Speaker 2 the territory in which you're currently listening. So please don't waste your money.
I've got one last thing, which is I like the idea of the name Center for North Dakota.

Speaker 2 So I just quickly looked into other names of North Dakota to see if there's any fun names. And I found there's a place called Flasher, which is great great in North Dakota.
Place called Zap.

Speaker 2 And Zap kind of, the only major thing I could find that happened there was in 1969, there was a movement called Zip to Zap, where the mayor of Zap suddenly found two to 3,000 partiers tearing up the streets and setting bonfires in the middle of them to have this big party.

Speaker 2 And they had to get the National Guard in to push them out. Why was that called Zip to Zap?

Speaker 2 I thought you were going to say the mayor zipwired into Zap. It sounded really fun.

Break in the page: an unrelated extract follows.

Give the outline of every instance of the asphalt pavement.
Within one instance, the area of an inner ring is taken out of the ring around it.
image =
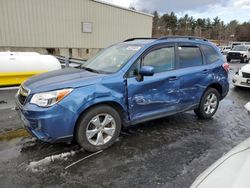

Speaker 2 No, I think it was just a group group of people that let's zip over to zap and have a massive party is the uh i believe and then lastly a place called buttsville which is a cool name b-u-t-t-z-v-i-l-l-ezz.

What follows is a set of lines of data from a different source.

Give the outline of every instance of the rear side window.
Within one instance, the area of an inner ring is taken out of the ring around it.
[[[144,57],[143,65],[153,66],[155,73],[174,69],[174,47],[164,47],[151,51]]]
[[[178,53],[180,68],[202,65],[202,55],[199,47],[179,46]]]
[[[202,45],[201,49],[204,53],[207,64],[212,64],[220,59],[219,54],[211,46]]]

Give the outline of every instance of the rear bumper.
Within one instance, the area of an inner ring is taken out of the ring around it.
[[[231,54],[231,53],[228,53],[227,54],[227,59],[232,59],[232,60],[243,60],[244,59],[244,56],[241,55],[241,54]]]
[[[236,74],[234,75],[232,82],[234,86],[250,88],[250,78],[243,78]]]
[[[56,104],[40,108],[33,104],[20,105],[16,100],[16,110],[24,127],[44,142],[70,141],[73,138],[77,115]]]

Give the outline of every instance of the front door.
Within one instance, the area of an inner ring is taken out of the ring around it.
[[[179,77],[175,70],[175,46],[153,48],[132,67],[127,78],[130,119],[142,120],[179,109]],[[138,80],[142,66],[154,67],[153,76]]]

Speaker 2 Oh, that is weird. There's a lot of butts in that part of the world, isn't there? Because butts like means

Speaker 2 it's like a raised bit of land or something. So there's

Speaker 2 B-U-T-T-E. Yeah, so in Montana and Wyoming and Dakotas, there's loads of butts.
You're not going to believe this.

Speaker 2 In South Dakota, there is a place which was the original center of North America, which was done by drawing two lines, and it is called Snake Butt.

Speaker 2 Really?

Speaker 2 Yeah. And they put an obelisk on it

Speaker 2 and they named it the approximate center of North America. And then in 1930, they changed their minds and decided it was in rugby, North Dakota.
But it was Snake Butt.

Speaker 2 A confusing name because it's actually really hard to work out where a snake's butt.

Speaker 2 It really is.

Speaker 5 Do you know what?

Speaker 5 I was having a look, because I was going looking through some old books, and

Speaker 5 maybe this is just me having sort of locked down brain, but I suddenly had a look at Winnie the Pooh, and I hadn't realised quite how philosophical it is.

Speaker 5 So there's a wonderful bit where Piglet and Pooh are sitting underneath a big tree, and Piglet says, what if this big tree falls down? And Pooh says, what if it doesn't?

Speaker 5 And I just thought, that's a great attitude to life, isn't it? Instead of catastrophising and thinking, what if this terrible thing happens? I like that attitude.

Speaker 5 Or am I being ridiculous ridiculous and reading

Speaker 2 to it? I have to say, it sounds like Pooh is praying for an end to the pain there.

Speaker 2 It sounds like he's taken Piglet there on the assumption the tree will fall on them both. No, but I really like that.

Speaker 5 Why are we always worrying about the bad thing that's going to happen?

Speaker 2 What if it doesn't and we just sip here happily and not worry about bad things happening to us?